Friday, August 05, 2011

The Arbor: The disturbing life of British playwright Andrea Dunbar

Andrea Dunbar character played by Kate Rutter



Andrea Dunbar died at 29 from a brain hemorrhage exacerbated by drug and alcohol abuse after a brief and tumultuous life and a heartbreaking relationship with her daughter Lorraine who was half Pakistani.  In a township like the Buttershaw Estate in Yorkshire - which reeked of racism, poverty and violence - that in itself was the kiss of death for both of them.  Dunbar, however, became an accomplished playwright in spite of or because of her miserable life. Ironically, at the age of 29, her own daughter found herself in prison for manslaughter in the death of her infant son. 

Director Clio Barnard
"I wanted to return to another decade on to see what had changed and to reflect on previous representations of The Arbor," Director Barnard told us, although she had not read Dunbar's plays.  " I knew the film Rita Sue and Bob Too ....  picked up a copy .... which had been reprinted with A State Affair, a piece of verbatim theatre that returned to Brafferton Arbor a decade on from Andrea Dunbar’s plays."

No illusion.
Verbatim theatre became her own mantra. "I had used the technique in a short film I made in 1998 called Random Acts of Intimacy. There are similarities between this technique and the techniques used in verbatim theatre, where voices are gathered in interview and then spoken by actors on stage. In the theatre it is a kind of documentary theatre – an attempt to make the play more realistic -  but if you apply this technique to film it draws your attention to the illusion of cinema – and I think it is important to be reminded that what you are watching is an illusion."  It is a format that is complicated and one needs the reminder that it is an illusion.
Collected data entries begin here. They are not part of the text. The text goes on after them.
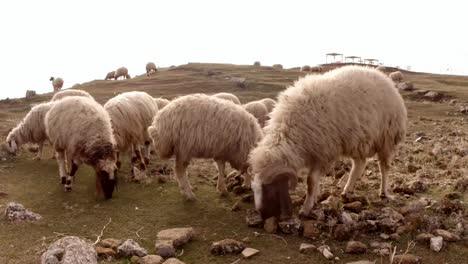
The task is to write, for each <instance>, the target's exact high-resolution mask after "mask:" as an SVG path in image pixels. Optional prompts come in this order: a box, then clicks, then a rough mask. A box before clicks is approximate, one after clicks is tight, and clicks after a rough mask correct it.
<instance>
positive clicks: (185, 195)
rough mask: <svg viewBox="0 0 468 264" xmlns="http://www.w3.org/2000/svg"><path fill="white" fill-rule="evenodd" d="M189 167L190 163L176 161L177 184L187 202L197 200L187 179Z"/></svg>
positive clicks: (188, 181) (175, 171) (181, 192)
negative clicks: (179, 188)
mask: <svg viewBox="0 0 468 264" xmlns="http://www.w3.org/2000/svg"><path fill="white" fill-rule="evenodd" d="M187 166H188V162H181V161H179V160H178V159H176V169H175V174H176V178H177V182H178V183H179V188H180V192H181V193H182V195H183V196H184V197H185V199H186V200H187V201H193V200H195V195H194V194H193V192H192V187H191V186H190V182H189V180H188V177H187Z"/></svg>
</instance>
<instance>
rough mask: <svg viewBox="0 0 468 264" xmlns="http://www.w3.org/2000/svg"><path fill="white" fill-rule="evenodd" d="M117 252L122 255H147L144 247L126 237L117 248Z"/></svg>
mask: <svg viewBox="0 0 468 264" xmlns="http://www.w3.org/2000/svg"><path fill="white" fill-rule="evenodd" d="M117 252H118V253H119V255H120V256H122V257H131V256H138V257H144V256H146V255H148V252H147V251H146V249H144V248H142V247H140V245H138V243H137V242H135V241H133V240H132V239H127V240H125V242H123V243H122V245H120V246H119V247H118V248H117Z"/></svg>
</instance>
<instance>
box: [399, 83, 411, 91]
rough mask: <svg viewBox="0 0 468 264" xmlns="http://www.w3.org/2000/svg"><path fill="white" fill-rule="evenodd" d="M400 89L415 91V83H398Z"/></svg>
mask: <svg viewBox="0 0 468 264" xmlns="http://www.w3.org/2000/svg"><path fill="white" fill-rule="evenodd" d="M396 86H397V88H398V89H400V90H403V91H413V90H414V85H413V83H411V82H403V83H399V84H397V85H396Z"/></svg>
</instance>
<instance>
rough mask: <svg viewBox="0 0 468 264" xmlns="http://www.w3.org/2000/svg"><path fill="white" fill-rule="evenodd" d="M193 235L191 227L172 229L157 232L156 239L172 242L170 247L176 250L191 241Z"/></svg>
mask: <svg viewBox="0 0 468 264" xmlns="http://www.w3.org/2000/svg"><path fill="white" fill-rule="evenodd" d="M194 233H195V231H194V230H193V228H192V227H183V228H172V229H166V230H162V231H159V233H158V234H157V235H156V238H157V240H159V241H166V240H167V241H172V245H173V246H174V247H176V248H177V247H180V246H183V245H185V244H187V243H188V242H189V241H190V240H192V238H193V236H194ZM158 255H159V254H158Z"/></svg>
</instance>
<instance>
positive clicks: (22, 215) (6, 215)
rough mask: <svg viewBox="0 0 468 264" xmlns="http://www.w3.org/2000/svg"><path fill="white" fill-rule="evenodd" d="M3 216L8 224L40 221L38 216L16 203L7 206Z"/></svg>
mask: <svg viewBox="0 0 468 264" xmlns="http://www.w3.org/2000/svg"><path fill="white" fill-rule="evenodd" d="M5 216H6V218H7V219H8V220H9V221H10V222H22V221H38V220H40V219H42V216H40V215H39V214H36V213H33V212H31V211H29V210H26V208H24V206H23V205H22V204H20V203H16V202H11V203H8V204H7V207H6V209H5Z"/></svg>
An illusion: The living room

"I hope that the film communicates directly and engages the audience emotionally – in addition to that I hope that the formal technique will provoke an audience to reflect on questions of representation.  It is a distancing technique but I don’t think it interrupts the audiences’ ability to engage with the play. I see the lip-synching as having the same function and hope that the audience can still engage with the film," she explained.

"One effect of the technique is that the actors look you directly in the eye where as in a conventional talking head documentary the interviewee would look slightly off camera. I think this means the audience listen very carefully. Perhaps not seeing the real person frustrates your voyeurism and prevents them from judging the real person."
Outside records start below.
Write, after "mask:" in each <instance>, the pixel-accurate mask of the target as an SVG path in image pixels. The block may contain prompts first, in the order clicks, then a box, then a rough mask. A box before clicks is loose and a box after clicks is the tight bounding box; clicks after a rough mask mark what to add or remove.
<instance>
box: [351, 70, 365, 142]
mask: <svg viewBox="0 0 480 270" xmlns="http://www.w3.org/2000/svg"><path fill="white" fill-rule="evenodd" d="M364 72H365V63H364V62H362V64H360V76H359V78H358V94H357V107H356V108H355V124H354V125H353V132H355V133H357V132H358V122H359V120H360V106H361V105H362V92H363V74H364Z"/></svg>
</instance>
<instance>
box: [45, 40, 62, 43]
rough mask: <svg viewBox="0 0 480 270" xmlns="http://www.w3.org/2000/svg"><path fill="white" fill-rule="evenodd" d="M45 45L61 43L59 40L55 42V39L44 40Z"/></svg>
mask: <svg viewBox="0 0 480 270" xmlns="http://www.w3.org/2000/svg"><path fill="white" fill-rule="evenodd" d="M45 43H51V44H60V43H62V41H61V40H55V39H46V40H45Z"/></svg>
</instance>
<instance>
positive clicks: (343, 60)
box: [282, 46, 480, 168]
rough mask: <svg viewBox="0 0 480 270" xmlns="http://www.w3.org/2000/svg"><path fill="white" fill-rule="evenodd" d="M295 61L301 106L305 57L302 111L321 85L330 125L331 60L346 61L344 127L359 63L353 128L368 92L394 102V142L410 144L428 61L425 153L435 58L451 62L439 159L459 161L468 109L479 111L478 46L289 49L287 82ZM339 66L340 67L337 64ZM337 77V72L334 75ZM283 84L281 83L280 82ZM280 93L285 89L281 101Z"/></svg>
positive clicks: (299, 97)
Illusion: Andrea and father of Lorraine
Illusion: Christine Bottomley
We wondered why the real characters weren't in it.  "Lorraine did not want to be on camera. All of the interviews were done without a camera, audio only. The interviews were very intimate.  I wanted to avoid being judgmental.  I wanted to try and understand a very complex and difficult situation and present that to an audience."

"We expect to leave the cinema feeling reassured but, especially with documentary, it is an artificial construction. Films and plays need to shape an ending but the lives examined in the film don’t come to an end when the film ends. The reality is that Lorraine will always be a recovering addict, she will continue to have ups and downs - and perhaps that is hard to accept."  
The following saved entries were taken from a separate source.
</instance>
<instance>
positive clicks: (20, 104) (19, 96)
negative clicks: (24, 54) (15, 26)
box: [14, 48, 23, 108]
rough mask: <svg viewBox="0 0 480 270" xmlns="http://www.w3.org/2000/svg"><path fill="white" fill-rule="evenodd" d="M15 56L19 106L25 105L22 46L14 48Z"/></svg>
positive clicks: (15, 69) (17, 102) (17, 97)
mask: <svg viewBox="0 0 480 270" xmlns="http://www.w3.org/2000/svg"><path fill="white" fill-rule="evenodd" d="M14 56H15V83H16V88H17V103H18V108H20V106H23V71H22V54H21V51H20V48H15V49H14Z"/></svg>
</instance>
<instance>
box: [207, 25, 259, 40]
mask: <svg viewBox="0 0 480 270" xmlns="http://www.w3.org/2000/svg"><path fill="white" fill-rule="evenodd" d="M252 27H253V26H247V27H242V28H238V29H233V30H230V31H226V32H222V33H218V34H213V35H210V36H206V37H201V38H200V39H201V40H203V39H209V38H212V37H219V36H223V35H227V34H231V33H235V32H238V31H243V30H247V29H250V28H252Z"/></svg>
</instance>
 Lorraine, played by Manjinder Virk

Having said that, by the end of the film Lorraine has forgiven Andrea, ‘stopped blaming’ to use her words, taken responsibility for her part in her son’s death, she is clean from drugs and looking forwards. That is a huge step for her."

Next up?  "I’m working with a group of teenage boys on Brafferton Arbor making a film adaptation of Oscar Wilde’s fairy story The Selfish Giant."

The Arbor is playing at The West End Cinema.  Watch the trailer here:  http://www.youtube.com/watch?v=TyNqRdM0Y4g

A brilliant piece of cinema if you don't drift from the illusion.  We look forward to the continuing saga of the next decade.  It's like a great book, you can't put it down.